This post: Middle School Might Suck, But Here’s What it’s Teaching Our Kids
“She’s nervous,” I told my coworker about my daughter who’s 11, as we sat outside on a warm day eating lunch. “Who can blame her?” I said. “She’s going to middle school.”
“Middle school was awesome,” my coworker said, her voice laden with sarcasm. “I had braces and wore glasses and a back brace.”
“I wore braces, too,” I commented. “And I was the tallest kid in 7th grade. Boys called me the Jolly Green Giant.”
She nodded, chewing thoughtfully on her sandwich. Pretty sure I saw her shudder.
But that’s when it hit me. I looked at the two of us, all these years later, both successful at work and fulfilled with families we love and I realized something…
What if middle school didn’t crush us after all? What if the physical awkwardness and the embarrassing social mishaps of those grueling years actually taught us invaluable lessons that prepared us for life?
I think the answer is that it did. And I can’t wait to tell my daughter why…
Middle School Might Suck, But Here’s What It’s Teaching Our Kids
Middle School Teaches Resilience
You will fail in middle school. Maybe it’s a bad grade in algebra or being cut from the volleyball team or maybe not making the team at all. But you get up, you don’t give up, and you go back to school every day. You study harder, you get help and you get smarter. You shake off being cut from the team or that crummy (heartbreaking) tryout and you try something else. You fall down and you get back up, time and time again. Yes, it’s hard. Yes, some days you want to give up and move to another country. But you don’t. You become resilient.
Middle School Teaches Conflict Resolution
Oh, the conflicts… far too many to count in middle school. Like that kid in class who always uses your pen without permission or that one kid who always cuts in front of you in the cafeteria line. Do you avoid or accommodate or cave into the situation? No… you learn how to handle it, one stumbling step at a time. Like it or not, those situations are teaching you valuable lessons.
Each day provides an opportunity to work on communicating your side of the story, to stand up for yourself, and look at the other person’s side empathetically. The conflict may not resolve itself every time, but that’s okay because the chance to learn and grow from it is there. And, those are skills that will carry you through life.
Note: bullying is a form of conflict that is never okay. You should always talk to your parent, a teacher, or a trusted adult about bullying and be involved with your school to create and promote a safe environment for everyone.
Middle School Teaches Self-Acceptance
I still remember when a boy made fun of my butt in 8th grade, taunting me that it was flat compared to the other girls. But the truth? My less-than-curvaceous derriere didn’t bother me. It still doesn’t, even in a Kim Kardashian world.
Middle school might shake your confidence to the core, but somewhere along the way you learn to accept yourself.

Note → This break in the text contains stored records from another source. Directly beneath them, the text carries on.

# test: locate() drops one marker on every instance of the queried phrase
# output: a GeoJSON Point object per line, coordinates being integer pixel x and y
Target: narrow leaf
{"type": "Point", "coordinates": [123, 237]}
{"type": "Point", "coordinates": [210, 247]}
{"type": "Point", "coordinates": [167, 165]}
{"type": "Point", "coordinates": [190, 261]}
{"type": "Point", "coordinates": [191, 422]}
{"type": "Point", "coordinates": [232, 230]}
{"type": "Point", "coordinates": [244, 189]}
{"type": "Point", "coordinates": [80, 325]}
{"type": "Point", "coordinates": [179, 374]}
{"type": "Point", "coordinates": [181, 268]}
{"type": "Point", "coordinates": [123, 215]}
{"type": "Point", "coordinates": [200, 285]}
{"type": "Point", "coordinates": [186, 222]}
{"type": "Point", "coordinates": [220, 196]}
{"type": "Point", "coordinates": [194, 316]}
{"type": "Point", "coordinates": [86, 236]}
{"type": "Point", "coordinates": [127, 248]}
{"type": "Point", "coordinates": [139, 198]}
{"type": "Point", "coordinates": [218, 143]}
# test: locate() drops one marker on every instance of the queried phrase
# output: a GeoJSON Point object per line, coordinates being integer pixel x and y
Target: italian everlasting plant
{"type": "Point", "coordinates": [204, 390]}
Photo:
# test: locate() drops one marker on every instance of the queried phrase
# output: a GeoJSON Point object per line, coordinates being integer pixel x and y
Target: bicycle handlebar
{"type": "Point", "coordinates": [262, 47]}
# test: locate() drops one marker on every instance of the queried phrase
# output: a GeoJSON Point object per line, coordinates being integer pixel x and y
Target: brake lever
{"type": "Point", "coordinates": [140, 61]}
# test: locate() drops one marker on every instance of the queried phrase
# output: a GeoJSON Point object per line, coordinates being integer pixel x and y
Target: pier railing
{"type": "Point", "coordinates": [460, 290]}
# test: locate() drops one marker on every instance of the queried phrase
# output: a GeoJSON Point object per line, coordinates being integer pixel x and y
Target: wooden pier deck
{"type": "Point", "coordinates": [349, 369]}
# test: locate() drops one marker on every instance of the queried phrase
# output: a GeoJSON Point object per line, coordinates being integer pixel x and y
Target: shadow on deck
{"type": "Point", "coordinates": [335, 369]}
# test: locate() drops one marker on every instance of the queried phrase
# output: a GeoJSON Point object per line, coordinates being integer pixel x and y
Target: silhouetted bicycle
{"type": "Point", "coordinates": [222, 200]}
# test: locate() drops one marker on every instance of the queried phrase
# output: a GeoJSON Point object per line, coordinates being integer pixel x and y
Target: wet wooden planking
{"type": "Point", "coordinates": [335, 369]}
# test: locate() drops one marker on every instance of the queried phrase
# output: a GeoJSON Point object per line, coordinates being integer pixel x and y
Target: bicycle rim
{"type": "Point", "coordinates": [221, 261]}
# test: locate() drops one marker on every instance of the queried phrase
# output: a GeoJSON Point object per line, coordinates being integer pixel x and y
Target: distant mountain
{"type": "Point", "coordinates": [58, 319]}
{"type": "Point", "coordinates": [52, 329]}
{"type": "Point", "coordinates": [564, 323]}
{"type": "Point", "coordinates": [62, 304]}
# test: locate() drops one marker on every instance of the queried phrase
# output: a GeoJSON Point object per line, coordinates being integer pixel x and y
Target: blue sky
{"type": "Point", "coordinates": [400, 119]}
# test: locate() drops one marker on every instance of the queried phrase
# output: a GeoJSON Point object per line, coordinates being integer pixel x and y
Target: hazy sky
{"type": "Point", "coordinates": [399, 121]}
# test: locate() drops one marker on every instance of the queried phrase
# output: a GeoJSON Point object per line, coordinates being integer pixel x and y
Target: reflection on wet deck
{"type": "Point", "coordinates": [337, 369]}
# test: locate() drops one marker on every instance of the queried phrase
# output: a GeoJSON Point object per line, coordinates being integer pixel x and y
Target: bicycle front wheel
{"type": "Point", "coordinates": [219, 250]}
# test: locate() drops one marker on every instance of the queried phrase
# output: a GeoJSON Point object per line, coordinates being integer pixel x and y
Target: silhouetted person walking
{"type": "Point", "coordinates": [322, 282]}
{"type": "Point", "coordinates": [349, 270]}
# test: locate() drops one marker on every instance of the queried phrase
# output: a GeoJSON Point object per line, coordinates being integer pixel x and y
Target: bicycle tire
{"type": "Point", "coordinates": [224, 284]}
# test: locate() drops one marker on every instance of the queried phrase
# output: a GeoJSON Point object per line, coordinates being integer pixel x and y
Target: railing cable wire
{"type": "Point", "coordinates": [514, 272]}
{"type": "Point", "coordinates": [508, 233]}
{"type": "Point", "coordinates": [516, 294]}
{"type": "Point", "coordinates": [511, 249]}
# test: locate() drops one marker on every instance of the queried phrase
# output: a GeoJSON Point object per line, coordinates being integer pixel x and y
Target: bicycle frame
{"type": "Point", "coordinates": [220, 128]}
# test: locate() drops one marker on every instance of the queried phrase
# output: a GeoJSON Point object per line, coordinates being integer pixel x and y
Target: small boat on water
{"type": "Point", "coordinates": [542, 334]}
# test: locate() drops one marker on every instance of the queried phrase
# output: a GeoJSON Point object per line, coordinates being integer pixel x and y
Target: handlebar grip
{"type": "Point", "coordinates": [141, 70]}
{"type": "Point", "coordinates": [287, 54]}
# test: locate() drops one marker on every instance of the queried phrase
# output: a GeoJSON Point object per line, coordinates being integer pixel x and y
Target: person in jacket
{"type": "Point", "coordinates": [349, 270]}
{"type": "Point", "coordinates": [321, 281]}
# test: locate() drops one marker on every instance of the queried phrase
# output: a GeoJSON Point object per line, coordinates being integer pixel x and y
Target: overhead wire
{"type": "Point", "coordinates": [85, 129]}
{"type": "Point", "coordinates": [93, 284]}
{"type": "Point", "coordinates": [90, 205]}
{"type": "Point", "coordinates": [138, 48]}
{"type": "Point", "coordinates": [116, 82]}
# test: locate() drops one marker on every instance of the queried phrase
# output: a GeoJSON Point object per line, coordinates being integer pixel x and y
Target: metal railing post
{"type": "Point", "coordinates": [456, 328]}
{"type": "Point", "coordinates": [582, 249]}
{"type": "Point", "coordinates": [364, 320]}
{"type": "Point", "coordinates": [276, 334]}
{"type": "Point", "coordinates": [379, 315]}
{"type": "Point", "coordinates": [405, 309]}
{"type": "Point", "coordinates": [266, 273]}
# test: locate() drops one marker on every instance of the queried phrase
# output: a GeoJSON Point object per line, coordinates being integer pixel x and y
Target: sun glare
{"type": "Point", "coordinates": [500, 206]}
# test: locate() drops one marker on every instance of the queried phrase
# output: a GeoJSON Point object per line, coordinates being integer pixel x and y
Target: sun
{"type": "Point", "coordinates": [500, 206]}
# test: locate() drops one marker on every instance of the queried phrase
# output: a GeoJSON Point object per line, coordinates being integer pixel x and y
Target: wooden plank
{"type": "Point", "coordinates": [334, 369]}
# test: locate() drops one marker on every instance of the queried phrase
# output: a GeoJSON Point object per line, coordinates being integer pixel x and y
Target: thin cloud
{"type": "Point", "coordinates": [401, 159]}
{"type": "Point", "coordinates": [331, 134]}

You eventually figure out the reality that no one is perfect. Everyone has strengths and weaknesses, everyone has flaws, and even though you may have qualities or characteristics that are different from everyone else, they’re all yours and that’s what makes them (and YOU) special and unique. Middle school is when you begin to realize that you get to decide what you like or accept about yourself, regardless of what others think.
Middle School Shows You What a True Friend Looks Like
Like a fast-moving revolving door, middle school friendships can make you somewhat dizzy. One minute your bestie from elementary school is dropping you like a hot potato to hang with what she calls, “The cool group,” and the next you’re connecting with a new kid in your social studies class and they become your new bestie.
You might have to brace yourself for a bumpy “friendship” ride, but that same rocky ride will teach you a thing or two about being a good friend. It will teach you what a good friend truly looks like, that you deserve friends that treat you well and encourage you rather than tear you down, and why you should take it in stride when certain friendships don’t weather the test of time. It’s all part of life and the invaluable lessons you need to face this world head-on.
So as my daughter heads towards a new adventure in middle school, I will be there to remind her that the lessons and experiences of middle school, although they may be hard, uncomfortable or downright awkward, will mold her, not crush her.
It will teach her to become resilient, embrace change, deal with conflict, and learn what makes a true friend. Mostly, it will help her to turn that confidence corner slowly and learn to accept and love herself just the way she is.